There is no direct way to generate a new invitation message if for example the invitee has lost the original message or the email for some reason couldn't be delivered. CustomerID will automatically send the invitation link again within reminder messages according to the configuration.

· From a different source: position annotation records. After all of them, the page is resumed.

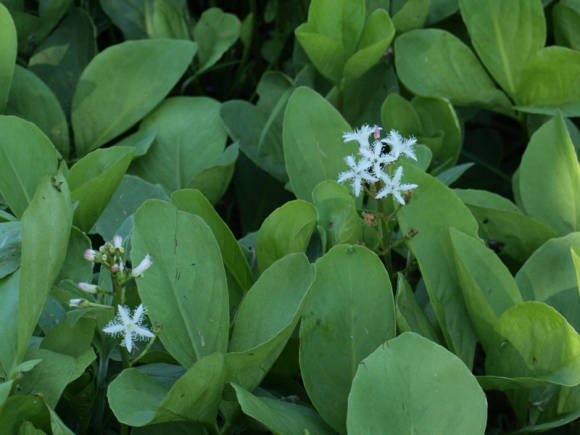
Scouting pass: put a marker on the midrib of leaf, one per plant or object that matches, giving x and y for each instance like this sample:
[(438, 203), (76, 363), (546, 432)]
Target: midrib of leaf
[(15, 174)]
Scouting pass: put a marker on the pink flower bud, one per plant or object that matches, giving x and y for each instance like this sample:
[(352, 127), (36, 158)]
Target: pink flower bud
[(86, 287), (90, 255)]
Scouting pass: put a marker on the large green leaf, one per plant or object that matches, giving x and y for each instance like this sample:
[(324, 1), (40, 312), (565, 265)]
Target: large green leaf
[(487, 285), (281, 417), (350, 312), (8, 43), (313, 147), (412, 385), (185, 290), (286, 230), (122, 84), (193, 201), (46, 226), (538, 343), (94, 179), (504, 35), (566, 19), (61, 58), (215, 32), (549, 276), (20, 174), (8, 326), (501, 221), (433, 251), (410, 315), (266, 318), (433, 62), (177, 156), (137, 399), (331, 34), (548, 79), (549, 178), (32, 100), (131, 192), (337, 215)]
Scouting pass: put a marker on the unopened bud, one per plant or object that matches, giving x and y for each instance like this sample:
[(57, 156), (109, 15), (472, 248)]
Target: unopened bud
[(86, 287)]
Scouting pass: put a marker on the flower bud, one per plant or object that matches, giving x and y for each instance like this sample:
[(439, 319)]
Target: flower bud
[(86, 287), (142, 267)]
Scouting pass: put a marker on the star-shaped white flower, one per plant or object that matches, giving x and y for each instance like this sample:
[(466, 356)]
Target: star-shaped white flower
[(361, 135), (128, 326), (377, 157), (394, 187), (359, 172), (400, 145)]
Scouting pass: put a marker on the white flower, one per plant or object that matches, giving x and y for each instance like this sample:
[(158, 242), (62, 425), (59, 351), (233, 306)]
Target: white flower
[(361, 135), (86, 287), (128, 326), (142, 267), (394, 186), (75, 303), (377, 158), (358, 172), (400, 145)]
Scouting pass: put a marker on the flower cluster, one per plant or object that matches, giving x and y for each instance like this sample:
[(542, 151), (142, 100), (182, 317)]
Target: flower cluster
[(375, 162)]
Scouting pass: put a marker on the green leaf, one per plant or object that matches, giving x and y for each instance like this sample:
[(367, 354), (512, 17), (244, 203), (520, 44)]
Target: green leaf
[(164, 20), (177, 155), (539, 343), (505, 35), (412, 15), (146, 71), (549, 178), (433, 62), (32, 100), (128, 15), (288, 229), (549, 276), (376, 37), (438, 117), (8, 326), (487, 285), (137, 400), (193, 201), (214, 181), (410, 315), (7, 55), (350, 312), (185, 290), (46, 226), (215, 32), (414, 374), (337, 214), (61, 58), (19, 174), (501, 221), (432, 248), (281, 417), (566, 19), (9, 247), (331, 34), (94, 179), (131, 192), (266, 318), (562, 66), (313, 146)]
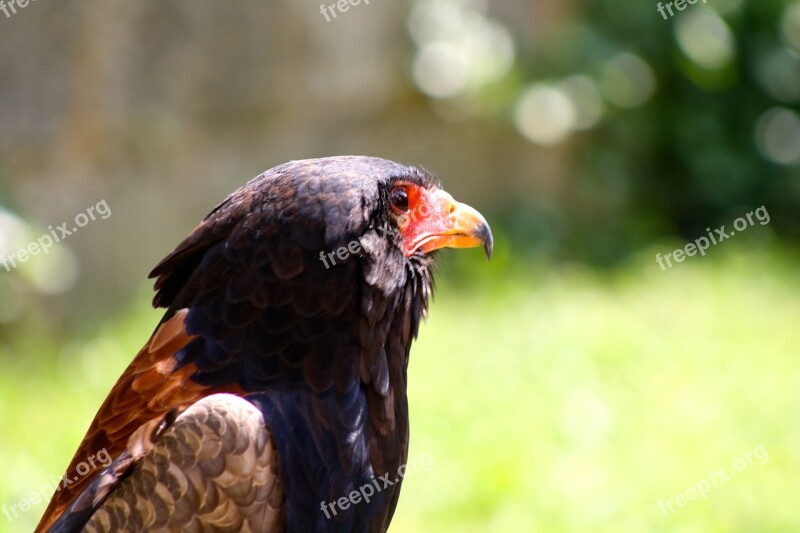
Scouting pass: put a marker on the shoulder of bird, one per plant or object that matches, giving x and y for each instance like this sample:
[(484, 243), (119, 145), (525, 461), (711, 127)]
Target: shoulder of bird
[(276, 381)]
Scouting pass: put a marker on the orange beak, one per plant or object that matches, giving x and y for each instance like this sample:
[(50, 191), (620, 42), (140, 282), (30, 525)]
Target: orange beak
[(441, 222)]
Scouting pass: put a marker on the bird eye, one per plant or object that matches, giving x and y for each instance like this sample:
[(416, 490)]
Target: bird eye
[(399, 199)]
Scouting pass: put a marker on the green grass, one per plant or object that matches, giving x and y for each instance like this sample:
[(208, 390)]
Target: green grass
[(549, 399)]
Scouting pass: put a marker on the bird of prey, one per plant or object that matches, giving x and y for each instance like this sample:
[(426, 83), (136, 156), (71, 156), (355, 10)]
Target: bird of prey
[(276, 380)]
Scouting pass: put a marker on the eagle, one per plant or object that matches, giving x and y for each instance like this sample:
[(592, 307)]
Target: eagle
[(273, 391)]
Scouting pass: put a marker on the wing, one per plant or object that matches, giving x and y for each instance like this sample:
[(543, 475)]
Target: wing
[(149, 388), (214, 468)]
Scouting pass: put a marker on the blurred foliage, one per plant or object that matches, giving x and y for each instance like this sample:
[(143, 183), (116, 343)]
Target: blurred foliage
[(559, 400), (553, 393)]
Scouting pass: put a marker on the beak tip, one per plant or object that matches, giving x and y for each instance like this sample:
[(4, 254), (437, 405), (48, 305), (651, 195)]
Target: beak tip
[(485, 234)]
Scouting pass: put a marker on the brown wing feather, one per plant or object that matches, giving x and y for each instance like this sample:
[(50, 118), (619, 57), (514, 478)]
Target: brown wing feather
[(146, 391), (215, 469)]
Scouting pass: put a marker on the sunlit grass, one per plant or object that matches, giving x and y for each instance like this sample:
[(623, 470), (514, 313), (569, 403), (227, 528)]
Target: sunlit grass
[(554, 399)]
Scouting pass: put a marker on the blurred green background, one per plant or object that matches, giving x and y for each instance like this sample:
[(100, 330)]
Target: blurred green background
[(569, 385)]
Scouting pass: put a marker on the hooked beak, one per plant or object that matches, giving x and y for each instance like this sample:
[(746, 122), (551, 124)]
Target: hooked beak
[(449, 224)]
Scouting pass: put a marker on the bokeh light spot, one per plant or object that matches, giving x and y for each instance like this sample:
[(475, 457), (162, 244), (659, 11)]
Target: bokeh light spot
[(778, 135), (628, 81), (544, 114), (705, 38)]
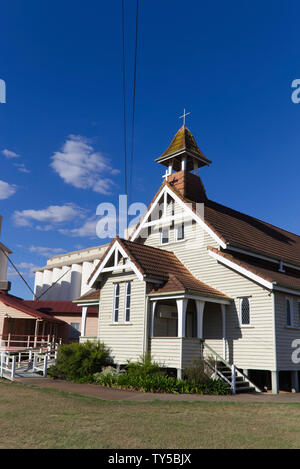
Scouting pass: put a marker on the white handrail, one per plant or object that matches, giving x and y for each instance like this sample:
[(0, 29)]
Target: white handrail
[(35, 360)]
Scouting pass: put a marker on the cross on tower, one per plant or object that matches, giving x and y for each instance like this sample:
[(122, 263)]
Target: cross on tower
[(184, 116)]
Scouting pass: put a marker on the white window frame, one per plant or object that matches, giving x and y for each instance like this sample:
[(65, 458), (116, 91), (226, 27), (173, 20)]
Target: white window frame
[(290, 299), (161, 236), (176, 233), (114, 303), (298, 313), (240, 311), (125, 301)]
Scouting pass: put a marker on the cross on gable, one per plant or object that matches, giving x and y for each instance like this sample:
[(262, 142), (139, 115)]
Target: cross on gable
[(184, 116)]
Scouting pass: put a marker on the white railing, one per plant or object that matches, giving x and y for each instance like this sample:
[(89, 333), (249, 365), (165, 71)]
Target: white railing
[(16, 341), (234, 370), (27, 360)]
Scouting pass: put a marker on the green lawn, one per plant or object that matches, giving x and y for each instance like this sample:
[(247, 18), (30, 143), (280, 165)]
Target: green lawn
[(37, 418)]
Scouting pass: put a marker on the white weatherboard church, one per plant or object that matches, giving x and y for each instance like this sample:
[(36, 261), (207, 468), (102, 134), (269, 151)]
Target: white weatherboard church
[(196, 277)]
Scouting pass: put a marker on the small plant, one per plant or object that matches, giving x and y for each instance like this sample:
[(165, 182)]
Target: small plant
[(144, 367), (199, 372), (78, 362), (108, 371), (162, 384)]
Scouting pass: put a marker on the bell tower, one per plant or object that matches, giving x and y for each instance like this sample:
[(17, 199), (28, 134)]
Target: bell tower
[(184, 157), (183, 153)]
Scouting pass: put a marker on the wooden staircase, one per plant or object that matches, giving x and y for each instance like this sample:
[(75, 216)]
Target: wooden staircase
[(229, 373), (27, 363)]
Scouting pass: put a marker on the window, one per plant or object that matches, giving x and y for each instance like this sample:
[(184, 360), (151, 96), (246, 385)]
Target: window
[(289, 312), (245, 311), (74, 331), (180, 232), (172, 207), (164, 236), (127, 302), (116, 303)]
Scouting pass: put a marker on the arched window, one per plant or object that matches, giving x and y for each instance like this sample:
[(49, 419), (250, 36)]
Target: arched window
[(127, 302), (245, 311), (116, 303), (289, 312)]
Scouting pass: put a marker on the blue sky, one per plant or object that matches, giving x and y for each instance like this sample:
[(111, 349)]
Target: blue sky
[(230, 63)]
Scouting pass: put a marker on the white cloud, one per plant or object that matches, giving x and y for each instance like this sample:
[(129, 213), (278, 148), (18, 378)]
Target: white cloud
[(45, 251), (6, 190), (21, 167), (10, 154), (25, 268), (88, 229), (52, 214), (79, 165)]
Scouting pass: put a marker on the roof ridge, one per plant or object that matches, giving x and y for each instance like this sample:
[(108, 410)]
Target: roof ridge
[(254, 218)]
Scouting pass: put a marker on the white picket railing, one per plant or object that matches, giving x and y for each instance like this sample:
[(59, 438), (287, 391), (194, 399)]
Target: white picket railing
[(27, 360)]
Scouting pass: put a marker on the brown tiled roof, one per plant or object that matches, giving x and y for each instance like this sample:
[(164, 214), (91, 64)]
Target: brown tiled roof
[(233, 227), (236, 228), (183, 141), (186, 283), (242, 230), (264, 269), (166, 267), (91, 295)]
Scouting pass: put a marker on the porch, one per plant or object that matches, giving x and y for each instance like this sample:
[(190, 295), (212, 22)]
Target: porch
[(24, 333), (180, 324)]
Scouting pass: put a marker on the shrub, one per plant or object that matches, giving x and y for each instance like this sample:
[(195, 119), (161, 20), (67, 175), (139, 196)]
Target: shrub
[(144, 367), (161, 383), (78, 362), (108, 371)]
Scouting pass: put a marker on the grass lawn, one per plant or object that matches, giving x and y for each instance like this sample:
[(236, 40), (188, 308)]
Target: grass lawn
[(40, 418)]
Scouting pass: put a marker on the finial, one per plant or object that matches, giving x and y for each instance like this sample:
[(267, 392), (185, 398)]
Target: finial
[(184, 116)]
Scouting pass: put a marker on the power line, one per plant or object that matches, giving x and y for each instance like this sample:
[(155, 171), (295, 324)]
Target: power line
[(52, 285), (124, 99), (19, 273), (133, 99)]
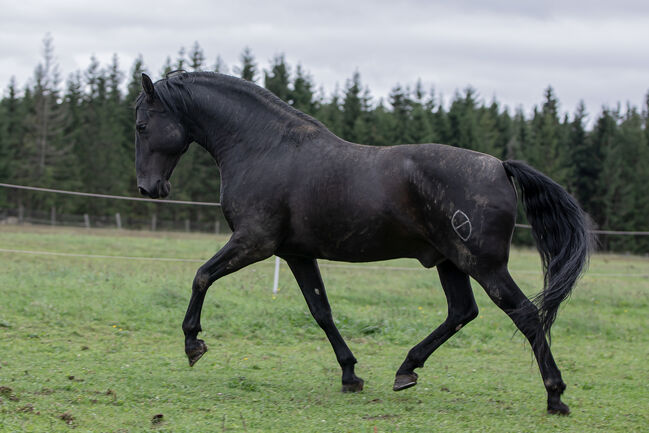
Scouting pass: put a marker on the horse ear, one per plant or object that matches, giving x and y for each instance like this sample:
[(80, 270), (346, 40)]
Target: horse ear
[(147, 85)]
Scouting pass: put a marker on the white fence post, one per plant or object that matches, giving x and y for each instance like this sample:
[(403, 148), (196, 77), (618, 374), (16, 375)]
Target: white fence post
[(276, 278)]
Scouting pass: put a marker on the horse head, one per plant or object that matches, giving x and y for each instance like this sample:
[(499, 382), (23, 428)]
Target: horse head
[(160, 140)]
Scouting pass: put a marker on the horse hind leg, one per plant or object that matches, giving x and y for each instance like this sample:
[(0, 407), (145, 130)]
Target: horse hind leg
[(505, 293), (461, 310)]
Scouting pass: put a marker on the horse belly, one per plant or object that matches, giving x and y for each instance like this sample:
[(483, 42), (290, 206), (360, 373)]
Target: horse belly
[(352, 238)]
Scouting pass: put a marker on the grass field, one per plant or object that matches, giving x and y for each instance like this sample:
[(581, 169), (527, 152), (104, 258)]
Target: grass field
[(96, 345)]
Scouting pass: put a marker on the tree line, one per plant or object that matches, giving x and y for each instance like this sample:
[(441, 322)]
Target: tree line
[(78, 135)]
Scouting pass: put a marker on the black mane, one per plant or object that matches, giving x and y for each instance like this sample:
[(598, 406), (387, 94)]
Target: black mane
[(176, 90)]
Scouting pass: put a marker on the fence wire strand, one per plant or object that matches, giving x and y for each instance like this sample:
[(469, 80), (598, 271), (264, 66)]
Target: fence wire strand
[(204, 203)]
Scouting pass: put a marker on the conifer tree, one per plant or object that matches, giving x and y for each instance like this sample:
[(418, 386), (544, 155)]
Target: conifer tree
[(196, 57), (302, 95), (248, 68), (277, 80), (351, 107)]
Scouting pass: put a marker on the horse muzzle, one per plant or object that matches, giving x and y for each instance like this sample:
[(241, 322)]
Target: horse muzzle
[(160, 189)]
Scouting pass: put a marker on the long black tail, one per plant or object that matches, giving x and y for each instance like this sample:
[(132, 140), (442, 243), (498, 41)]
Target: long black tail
[(561, 231)]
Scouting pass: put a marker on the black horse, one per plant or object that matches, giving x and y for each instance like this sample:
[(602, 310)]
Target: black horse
[(291, 188)]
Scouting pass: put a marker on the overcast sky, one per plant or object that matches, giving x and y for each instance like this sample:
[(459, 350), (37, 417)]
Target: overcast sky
[(594, 50)]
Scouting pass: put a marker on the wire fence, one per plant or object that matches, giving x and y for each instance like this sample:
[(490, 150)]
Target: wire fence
[(17, 216)]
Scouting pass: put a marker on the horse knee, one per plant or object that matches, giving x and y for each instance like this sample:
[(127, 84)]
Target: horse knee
[(201, 281), (461, 318), (323, 318)]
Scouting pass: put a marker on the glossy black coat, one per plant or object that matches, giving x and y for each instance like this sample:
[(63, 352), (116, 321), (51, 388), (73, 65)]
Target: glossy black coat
[(292, 188)]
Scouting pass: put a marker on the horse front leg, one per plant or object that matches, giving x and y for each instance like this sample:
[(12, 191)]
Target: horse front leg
[(240, 251), (308, 277)]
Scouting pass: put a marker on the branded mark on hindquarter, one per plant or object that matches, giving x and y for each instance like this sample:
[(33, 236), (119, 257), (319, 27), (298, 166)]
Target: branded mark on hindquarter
[(461, 224)]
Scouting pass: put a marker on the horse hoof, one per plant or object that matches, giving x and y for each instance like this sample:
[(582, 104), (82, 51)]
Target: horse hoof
[(355, 386), (195, 351), (404, 381), (559, 409)]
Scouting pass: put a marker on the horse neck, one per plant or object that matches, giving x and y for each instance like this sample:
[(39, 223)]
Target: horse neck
[(235, 125)]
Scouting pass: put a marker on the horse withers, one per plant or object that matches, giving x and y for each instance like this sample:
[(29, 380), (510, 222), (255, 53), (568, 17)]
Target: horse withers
[(291, 188)]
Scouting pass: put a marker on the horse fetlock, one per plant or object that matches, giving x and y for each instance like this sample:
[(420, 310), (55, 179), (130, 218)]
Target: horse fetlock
[(194, 349), (555, 386), (354, 384), (405, 381)]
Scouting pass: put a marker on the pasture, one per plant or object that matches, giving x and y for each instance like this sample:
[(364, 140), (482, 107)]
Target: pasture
[(95, 344)]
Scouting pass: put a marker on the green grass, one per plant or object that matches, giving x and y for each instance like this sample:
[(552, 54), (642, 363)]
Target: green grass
[(96, 345)]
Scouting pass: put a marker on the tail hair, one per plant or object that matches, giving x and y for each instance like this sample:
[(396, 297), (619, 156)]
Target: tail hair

If the invitation explicitely must be sent again, you can delete the invited pending user (example follows later in this article) and generate a new invitation by using the operation MOD026 (Create pending user).

It is also possible to generate the invitation link and send it directly to the invitee without using CustomerID. Here is an example invitation email generated by CustomerID when using MOD026 (Create pending user):

Example invitation email
Dear Firstname Lastname,

You are invited to use Customer A services.

Please create an account and set a password here:
https://account.test1.onubisecure.com/eidm2/wf/register/roleinvite/9b9ae8cf-6e3a-4d98-9b8d-7649387340f3

NOTE: Do not reply to this address.

You can compose the registration link by using the operation REQ015 (Query Registration):

REQ15 Query Registration
GET /customerid-rest/services/pendinguser/762983ae-ead7-4e3a-9281-a21898dafd4c?username=restuser&password=*** HTTP/1.1
Host: account.test1.onubisecure.com


XML Response
<pendingUser>
   <userid>762983ae-ead7-4e3a-9281-a21898dafd4c</userid>
   <pendinguserid>9b9ae8cf-6e3a-4d98-9b8d-7649387340f3</pendinguserid>
   <registrationwf>roleinvite</registrationwf>
</pendingUser>

List all user invitations

Use the operation REQ013 (List Registrations) to list all pending user invitations:

REQ013 (List Registrations)
GET /customerid-rest/services/pendingusers/?username=restuser&password=*** HTTP/1.1
Host: account.test1.onubisecure.com


XML Response
<idlist>
<id>https://account.test1.onubisecure.com/customerid-rest/services/pendinguser/1c008667-506f-4763-8da6-2f4d6a00bcb7</id>
<id>https://account.test1.onubisecure.com/customerid-rest/services/pendinguser/637a6b3e-e2a1-4624-8a8d-dba08bb13a18</id>
<id>https://account.test1.onubisecure.com/customerid-rest/services/pendinguser/5948d0ed-e89d-4148-a8ab-b1fb24ee4049</id>
</idlist>

You can then use REQ002 (Query User) to get attributes of each pending user.

Delete user invitation

If you need to delete an invitation completely, use MOD010 (Delete User):

MOD010 Delete User
DELETE /customerid-rest/services/2.0/users/762983ae-ead7-4e3a-9281-a21898dafd4c?username=restuser&password=*** HTTP/1.1
Host: account.test1.onubisecure.com


XML Response
<?xml version="1.0" encoding="UTF-8" standalone="yes"?>
<Users 
    xmlns="http://schema.ubisecure.com/customerid/api" inResponseTo="/2.0/users/762983ae-ead7-4e3a-9281-a21898dafd4c" method="DELETE">
    <Id>762983ae-ead7-4e3a-9281-a21898dafd4c</Id>
</Users>


Summary

Using the above APIs it is possible to implement creation and management of new users and the invitation process. Typically a target application includes the relevant calls within the target application user interface. See Complex invitation form example using CustomerID API for an example.